How to compare 2 txt files in Python

How to compare 2 txt files in Python - python

I have written a program to compare file new1.txt with new2.txt and the lines which are there in new1.txt and not in new2.txt has to be written to difference.txt file.
Can someone please have a look and let me know what changes are required in the below given code. The code prints the same value multiple times.
file1 = open("new1.txt",'r')
file2 = open("new2.txt",'r')
NewFile = open("difference.txt",'w')
for line1 in file1:
for line2 in file2:
if line2 != line1:
NewFile.write(line1)
file1.close()
file2.close()
NewFile.close()

Here's an example using the with statement, supposing the files are not too big to fit in the memory
# Open 'new1.txt' as f1, 'new2.txt' as f2 and 'diff.txt' as outf
with open('new1.txt') as f1, open('new2.txt') as f2, open('diff.txt', 'w') as outf:
# Read the lines from 'new2.txt' and store them into a python set
lines = set(f2.readlines())
# Loop through each line in 'new1.txt'
for line in f1:
# If the line was not in 'new2.txt'
if line not in lines:
# Write the line to the output file
outf.write(line)
The with statement simply closes the opened file(s) automatically. These two pieces of code are equal:
with open('temp.log') as temp:
temp.write('Temporary logging.')
# equal to:
temp = open('temp.log')
temp.write('Temporary logging.')
temp.close()
Yet an other way using two sets, but this again isn't too memory effecient. If your files are big, this wont work:
# Again, open the three files as f1, f2 and outf
with open('new1.txt') as f1, open('new2.txt') as f2, open('diff.txt', 'w') as outf:
# Read the lines in 'new1.txt' and 'new2.txt'
s1, s2 = set(f1.readlines()), set(f2.readlines())
# `s1 - s2 | s2 - s2` returns the differences between two sets
# Now we simply loop through the different lines
for line in s1 - s2 | s2 - s1:
# And output all the different lines
outf.write(line)
Keep in mind, that this last code might not keep the order of your lines

For example you got
file1:
line1
line2
and file2:
line1
line3
line4
When you compare line1 and line3, you write to your output file new line (line1), then you go to compare line1 and line4, again they do not equal, so again you print into your output file (line1)... You need to break both for s, if your condition is true. You can use some help variable to break outer for.
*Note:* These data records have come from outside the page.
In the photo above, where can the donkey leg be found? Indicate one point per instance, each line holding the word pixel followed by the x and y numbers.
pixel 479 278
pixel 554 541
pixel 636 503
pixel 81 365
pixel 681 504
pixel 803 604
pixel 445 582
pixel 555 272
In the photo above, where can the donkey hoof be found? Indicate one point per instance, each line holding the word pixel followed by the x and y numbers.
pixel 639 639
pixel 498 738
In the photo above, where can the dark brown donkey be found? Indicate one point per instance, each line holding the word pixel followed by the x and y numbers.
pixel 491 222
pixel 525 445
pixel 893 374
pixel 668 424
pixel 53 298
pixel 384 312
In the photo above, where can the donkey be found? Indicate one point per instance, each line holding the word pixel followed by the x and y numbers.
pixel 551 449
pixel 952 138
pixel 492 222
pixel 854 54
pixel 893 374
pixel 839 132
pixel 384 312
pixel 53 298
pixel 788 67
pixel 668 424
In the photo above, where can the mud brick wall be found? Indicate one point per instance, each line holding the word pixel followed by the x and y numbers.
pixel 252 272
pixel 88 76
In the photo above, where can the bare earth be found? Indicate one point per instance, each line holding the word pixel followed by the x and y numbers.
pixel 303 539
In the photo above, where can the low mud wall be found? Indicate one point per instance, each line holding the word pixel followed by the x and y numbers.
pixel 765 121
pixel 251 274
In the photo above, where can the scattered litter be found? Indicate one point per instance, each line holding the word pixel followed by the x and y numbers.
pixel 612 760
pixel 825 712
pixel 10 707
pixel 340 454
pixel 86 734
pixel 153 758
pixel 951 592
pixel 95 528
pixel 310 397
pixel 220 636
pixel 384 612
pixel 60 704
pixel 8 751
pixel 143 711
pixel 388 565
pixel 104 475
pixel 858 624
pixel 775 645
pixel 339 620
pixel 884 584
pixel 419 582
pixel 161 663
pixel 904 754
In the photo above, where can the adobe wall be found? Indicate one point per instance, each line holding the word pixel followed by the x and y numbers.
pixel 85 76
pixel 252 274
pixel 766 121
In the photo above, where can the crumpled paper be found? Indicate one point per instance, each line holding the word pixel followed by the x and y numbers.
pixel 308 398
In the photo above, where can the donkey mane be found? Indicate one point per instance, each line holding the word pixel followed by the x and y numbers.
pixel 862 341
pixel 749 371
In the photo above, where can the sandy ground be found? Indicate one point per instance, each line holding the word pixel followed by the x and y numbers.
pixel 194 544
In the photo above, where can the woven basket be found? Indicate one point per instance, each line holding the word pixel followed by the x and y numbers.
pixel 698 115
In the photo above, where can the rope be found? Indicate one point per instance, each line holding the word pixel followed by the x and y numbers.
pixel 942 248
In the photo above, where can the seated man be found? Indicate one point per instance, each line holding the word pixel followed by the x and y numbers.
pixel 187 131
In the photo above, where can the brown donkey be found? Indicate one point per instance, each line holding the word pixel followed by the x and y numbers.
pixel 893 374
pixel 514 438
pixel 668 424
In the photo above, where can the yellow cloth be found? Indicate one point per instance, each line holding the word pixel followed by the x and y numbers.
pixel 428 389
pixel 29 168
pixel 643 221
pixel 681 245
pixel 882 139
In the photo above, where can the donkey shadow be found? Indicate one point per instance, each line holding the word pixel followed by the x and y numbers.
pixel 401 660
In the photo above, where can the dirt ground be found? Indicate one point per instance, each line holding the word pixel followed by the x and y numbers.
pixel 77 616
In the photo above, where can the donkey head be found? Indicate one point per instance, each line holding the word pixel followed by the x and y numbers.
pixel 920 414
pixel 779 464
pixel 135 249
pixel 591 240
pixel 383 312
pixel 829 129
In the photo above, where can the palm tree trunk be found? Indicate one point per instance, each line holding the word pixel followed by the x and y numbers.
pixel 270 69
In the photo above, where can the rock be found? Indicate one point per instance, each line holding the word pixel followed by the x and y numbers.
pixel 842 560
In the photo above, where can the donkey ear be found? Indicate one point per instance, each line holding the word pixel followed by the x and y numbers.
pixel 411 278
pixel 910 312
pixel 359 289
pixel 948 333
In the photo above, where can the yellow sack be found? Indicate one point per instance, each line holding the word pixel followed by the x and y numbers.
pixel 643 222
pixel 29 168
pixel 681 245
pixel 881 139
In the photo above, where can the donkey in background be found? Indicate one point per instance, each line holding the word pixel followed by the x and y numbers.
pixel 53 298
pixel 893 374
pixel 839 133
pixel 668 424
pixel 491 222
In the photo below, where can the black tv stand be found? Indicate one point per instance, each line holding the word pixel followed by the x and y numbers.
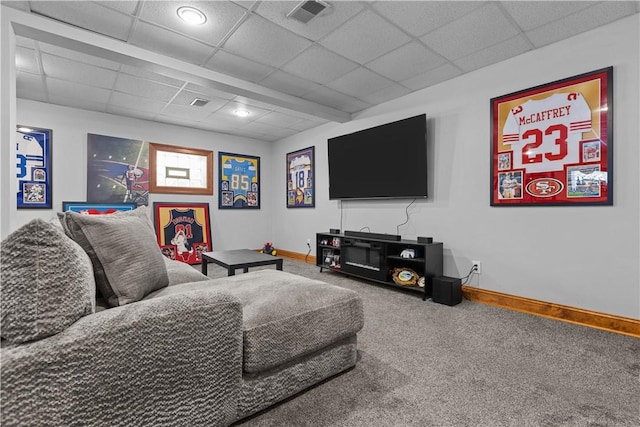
pixel 375 257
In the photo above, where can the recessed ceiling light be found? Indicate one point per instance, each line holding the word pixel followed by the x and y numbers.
pixel 191 15
pixel 242 113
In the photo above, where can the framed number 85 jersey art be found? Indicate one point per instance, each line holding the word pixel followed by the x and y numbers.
pixel 239 181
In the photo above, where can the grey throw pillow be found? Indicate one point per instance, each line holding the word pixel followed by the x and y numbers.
pixel 46 281
pixel 126 259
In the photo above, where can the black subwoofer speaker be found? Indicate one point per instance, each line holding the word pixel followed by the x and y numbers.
pixel 447 290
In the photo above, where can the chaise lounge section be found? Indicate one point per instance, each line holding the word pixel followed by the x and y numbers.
pixel 191 351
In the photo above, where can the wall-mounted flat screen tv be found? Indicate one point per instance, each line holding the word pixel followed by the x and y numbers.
pixel 387 161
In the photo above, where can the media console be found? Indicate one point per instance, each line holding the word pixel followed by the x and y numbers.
pixel 376 257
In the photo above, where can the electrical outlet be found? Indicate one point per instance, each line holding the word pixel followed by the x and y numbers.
pixel 476 267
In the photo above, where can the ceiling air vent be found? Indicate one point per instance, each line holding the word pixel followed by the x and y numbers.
pixel 307 9
pixel 199 102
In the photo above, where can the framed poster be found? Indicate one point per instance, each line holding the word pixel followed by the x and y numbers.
pixel 117 170
pixel 180 170
pixel 33 164
pixel 183 230
pixel 96 208
pixel 239 181
pixel 552 145
pixel 300 178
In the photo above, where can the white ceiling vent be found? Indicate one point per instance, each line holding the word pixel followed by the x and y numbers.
pixel 307 10
pixel 198 102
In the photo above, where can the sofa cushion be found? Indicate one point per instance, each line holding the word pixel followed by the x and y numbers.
pixel 285 316
pixel 126 259
pixel 46 282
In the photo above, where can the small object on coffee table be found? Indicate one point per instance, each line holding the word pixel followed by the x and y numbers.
pixel 240 258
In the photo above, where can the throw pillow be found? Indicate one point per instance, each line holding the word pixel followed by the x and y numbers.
pixel 126 259
pixel 46 281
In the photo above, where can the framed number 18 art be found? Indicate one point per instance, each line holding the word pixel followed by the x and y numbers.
pixel 300 178
pixel 239 181
pixel 552 145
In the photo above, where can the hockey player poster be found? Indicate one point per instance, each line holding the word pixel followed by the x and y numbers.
pixel 117 170
pixel 183 230
pixel 552 145
pixel 300 179
pixel 33 167
pixel 239 181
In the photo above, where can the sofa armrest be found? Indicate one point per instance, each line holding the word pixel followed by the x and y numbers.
pixel 174 360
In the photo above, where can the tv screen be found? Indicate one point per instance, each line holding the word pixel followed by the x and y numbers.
pixel 387 161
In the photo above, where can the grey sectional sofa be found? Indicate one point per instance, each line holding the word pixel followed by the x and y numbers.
pixel 188 351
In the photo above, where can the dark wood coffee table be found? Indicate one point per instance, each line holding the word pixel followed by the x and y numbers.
pixel 240 258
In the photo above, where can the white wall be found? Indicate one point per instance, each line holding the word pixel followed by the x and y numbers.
pixel 230 229
pixel 586 257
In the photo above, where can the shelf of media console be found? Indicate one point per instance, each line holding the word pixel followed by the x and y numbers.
pixel 429 266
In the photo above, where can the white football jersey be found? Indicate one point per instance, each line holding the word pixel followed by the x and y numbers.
pixel 545 134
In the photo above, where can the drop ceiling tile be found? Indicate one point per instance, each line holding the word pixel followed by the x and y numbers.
pixel 496 53
pixel 480 29
pixel 30 86
pixel 326 21
pixel 359 83
pixel 70 91
pixel 129 112
pixel 169 43
pixel 287 83
pixel 265 42
pixel 73 71
pixel 388 93
pixel 185 98
pixel 319 65
pixel 421 17
pixel 119 99
pixel 191 113
pixel 150 75
pixel 221 17
pixel 236 66
pixel 364 38
pixel 77 56
pixel 209 92
pixel 144 88
pixel 406 61
pixel 26 60
pixel 85 14
pixel 432 77
pixel 587 19
pixel 129 6
pixel 327 96
pixel 530 15
pixel 278 119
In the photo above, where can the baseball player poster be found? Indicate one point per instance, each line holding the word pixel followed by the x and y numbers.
pixel 552 145
pixel 117 170
pixel 33 167
pixel 239 181
pixel 183 230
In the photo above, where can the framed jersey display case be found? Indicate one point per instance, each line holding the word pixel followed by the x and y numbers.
pixel 239 181
pixel 300 178
pixel 552 145
pixel 33 167
pixel 183 230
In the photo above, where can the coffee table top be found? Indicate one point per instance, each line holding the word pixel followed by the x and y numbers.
pixel 240 257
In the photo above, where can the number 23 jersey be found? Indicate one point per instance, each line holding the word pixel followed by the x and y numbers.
pixel 545 134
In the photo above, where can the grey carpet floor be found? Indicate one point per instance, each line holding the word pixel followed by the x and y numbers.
pixel 427 364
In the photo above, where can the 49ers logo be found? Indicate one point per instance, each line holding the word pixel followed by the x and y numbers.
pixel 544 187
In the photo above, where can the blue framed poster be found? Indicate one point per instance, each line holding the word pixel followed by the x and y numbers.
pixel 33 167
pixel 300 178
pixel 239 181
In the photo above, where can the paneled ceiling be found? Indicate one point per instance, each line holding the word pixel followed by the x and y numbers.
pixel 351 56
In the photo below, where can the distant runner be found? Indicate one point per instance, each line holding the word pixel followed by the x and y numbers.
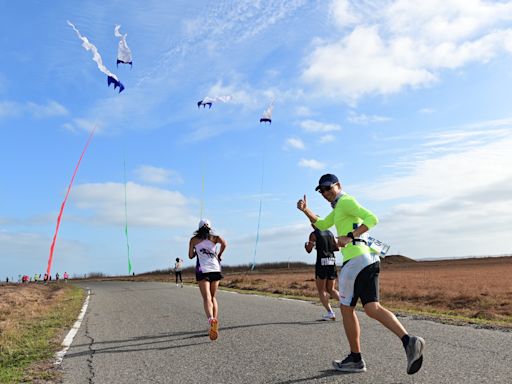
pixel 325 267
pixel 208 270
pixel 178 267
pixel 359 276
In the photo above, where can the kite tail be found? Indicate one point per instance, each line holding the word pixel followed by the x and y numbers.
pixel 126 222
pixel 52 247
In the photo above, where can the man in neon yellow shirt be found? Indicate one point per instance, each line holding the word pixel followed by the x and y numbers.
pixel 359 276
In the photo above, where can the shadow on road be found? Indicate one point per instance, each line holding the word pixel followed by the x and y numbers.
pixel 141 343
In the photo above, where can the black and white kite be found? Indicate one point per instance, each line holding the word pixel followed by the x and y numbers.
pixel 208 101
pixel 111 78
pixel 124 54
pixel 267 114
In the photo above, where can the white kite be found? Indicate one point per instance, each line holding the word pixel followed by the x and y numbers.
pixel 267 114
pixel 111 78
pixel 124 54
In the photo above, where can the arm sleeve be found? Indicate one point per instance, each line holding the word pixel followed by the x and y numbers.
pixel 323 224
pixel 352 207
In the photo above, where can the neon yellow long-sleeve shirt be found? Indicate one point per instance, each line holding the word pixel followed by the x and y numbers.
pixel 347 215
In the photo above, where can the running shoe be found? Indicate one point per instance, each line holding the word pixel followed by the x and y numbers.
pixel 348 365
pixel 329 316
pixel 414 352
pixel 214 329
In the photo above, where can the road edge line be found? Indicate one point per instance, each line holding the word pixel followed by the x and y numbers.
pixel 66 343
If your file is a big one .You could use this.for-else method:
the else method below the second for loop is executes only when the second for loop completes it's execution with out break that is if there is no match
Modification:
with open('new1.txt') as file1, open('diff.txt', 'w') as NewFile :
for line1 in file1:
with open('new2.txt') as file2:
for line2 in file2:
if line2 == line1:
break
else:
NewFile.write(line1)
For more on for-else method see this stack overflow question for-else

It is because of your for loops.
If I understand well, you want to see what lines in file1 are not present in file2.
So for each line in file1, you have to check if the same line appears in file2. But this is not what you do with your code : for each line in file1, you check every line in file2 (this is right), but each time the line in file2 is different from the line if file1, you print the line in file1! So you should print the line in file1 only AFTER having checked ALL the lines in file2, to be sure the line does not appear at least one time.
It could look like something as below:
file1 = open("new1.txt",'r')
file2 = open("new2.txt",'r')
NewFile = open("difference.txt",'w')
for line1 in file1:
if line1 not in file2:
NewFile.write(line1)
file1.close()
file2.close()
NewFile.close()

I always find working with sets makes comparison of two collections easier. Especially because"does this collection contain this" operations runs i O(1), and most nested loops can be reduced to a single loop (easier to read in my opinion).
with open('test1.txt') as file1, open('test2.txt') as file2, open('diff.txt', 'w') as diff:
s1 = set(file1)
s2 = set(file2)
for e in s1:
if e not in s2:
diff.write(e)

Your loop is executed multiple times. To avoid that, use this:
file1 = open("new1.txt",'r')
file2 = open("new2.txt",'r')
NewFile = open("difference.txt",'w')
for line1, line2 in izip(file1, file2):
if line2 != line1:
NewFile.write(line1)
file1.close()
file2.close()
NewFile.close()

Print to the NewFile, only after comparing with all lines of file2
present = False
for line2 in file2:
if line2 == line1:
present = True
if not present:
NewFile.write(line1)

You can use basic set operations for this:
with open('new1.txt') as f1, open('new2.txt') as f2, open('diffs.txt', 'w') as diffs:
diffs.writelines(set(f1).difference(f2))
According to this reference, this will execute with O(n) where n is the number of lines in the first file. If you know that the second file is significantly smaller than the first you can optimise with set.difference_update(). This has complexity O(n) where n is the number of lines in the second file. For example:
with open('new1.txt') as f1, open('new2.txt') as f2, open('diffs.txt', 'w') as diffs:
s = set(f1)
s.difference_update(f2)
diffs.writelines(s)

Related

How do I compare every line of the 1st text file to every line of the 2nd text file in Python?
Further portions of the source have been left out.